Dwie nastolatki i dwoje młodszych dzieci przebywających w Centrum Leczenia Dzieci i Młodzieży w Zaborze pod Zielona Górą trafiło do szpitala z objawami zatrucia. Czy dzieci zjadły jakąś trującą roślinę?
Wszystko wydarzyło się 12 sierpnia – do ośrodka przed godzina 14.00 wezwano karetkę pogotowia do czwórki dzieci, które bardzo źle się poczuły. Jedna z nastolatek była już nieprzytomna, druga, świadoma, mówiła o silnym bólu brzucha, źle czuła się też dwójka pozostałych nastolatków, dziewczynka i chłopiec – ale lepiej niż ich dwie koleżanki. Wszyscy trafili karetkami do szpitala.

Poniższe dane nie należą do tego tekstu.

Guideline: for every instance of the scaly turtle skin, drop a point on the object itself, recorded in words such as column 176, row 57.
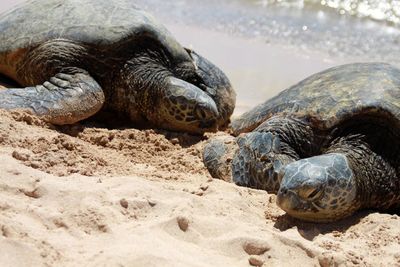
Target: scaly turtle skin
column 76, row 57
column 328, row 145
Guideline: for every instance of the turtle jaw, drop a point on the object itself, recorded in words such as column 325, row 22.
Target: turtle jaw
column 185, row 107
column 318, row 189
column 216, row 85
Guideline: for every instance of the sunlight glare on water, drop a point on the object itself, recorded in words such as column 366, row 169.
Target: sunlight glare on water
column 380, row 10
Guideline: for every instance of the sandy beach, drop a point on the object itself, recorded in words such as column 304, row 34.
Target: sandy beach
column 94, row 195
column 84, row 195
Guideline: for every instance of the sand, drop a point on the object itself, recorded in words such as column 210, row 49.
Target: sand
column 85, row 195
column 95, row 195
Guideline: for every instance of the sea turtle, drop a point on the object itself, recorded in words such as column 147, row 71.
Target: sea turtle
column 327, row 146
column 76, row 57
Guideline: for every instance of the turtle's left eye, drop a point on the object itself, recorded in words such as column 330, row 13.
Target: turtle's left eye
column 310, row 193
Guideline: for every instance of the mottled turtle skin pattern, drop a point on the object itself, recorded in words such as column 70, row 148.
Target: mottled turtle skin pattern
column 328, row 146
column 76, row 57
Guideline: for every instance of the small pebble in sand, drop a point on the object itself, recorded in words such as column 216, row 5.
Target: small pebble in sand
column 204, row 187
column 183, row 223
column 174, row 141
column 36, row 193
column 20, row 156
column 256, row 260
column 124, row 203
column 256, row 247
column 151, row 202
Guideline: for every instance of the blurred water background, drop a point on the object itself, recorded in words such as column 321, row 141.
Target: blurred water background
column 265, row 46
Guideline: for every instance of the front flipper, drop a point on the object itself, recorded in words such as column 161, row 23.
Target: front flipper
column 64, row 99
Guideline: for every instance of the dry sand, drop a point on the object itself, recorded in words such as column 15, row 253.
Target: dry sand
column 84, row 195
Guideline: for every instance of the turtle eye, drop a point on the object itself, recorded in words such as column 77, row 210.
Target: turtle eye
column 310, row 193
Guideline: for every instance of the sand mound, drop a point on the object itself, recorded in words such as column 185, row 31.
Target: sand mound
column 83, row 195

Jak informuje Fakt – zjedzenie trującej rośliny było pierwszą hipotezą, jaką postawił Andrzej Żywień, dyrektor ośrodka. Jaka to jednak byłaby roślina – nie wiadomo. Zdaniem dyrektora możliwość jest jeszcze taka, że dzieci mogły się zatruć wodą z rzeki płynącej przez Zabór – rzeka mniej więcej dwa kilometry od pałacu, w którym mieści się ośrodek, wpada do Odry, więc jest możliwość, że dzieci miały kontakt ze skażoną wodą.
Jednak na razie to tylko spekulacje i nie wiadomo, czym zatruły się dzieci. Dyrektor ma nadzieję, że wykażą to badania w szpitalu.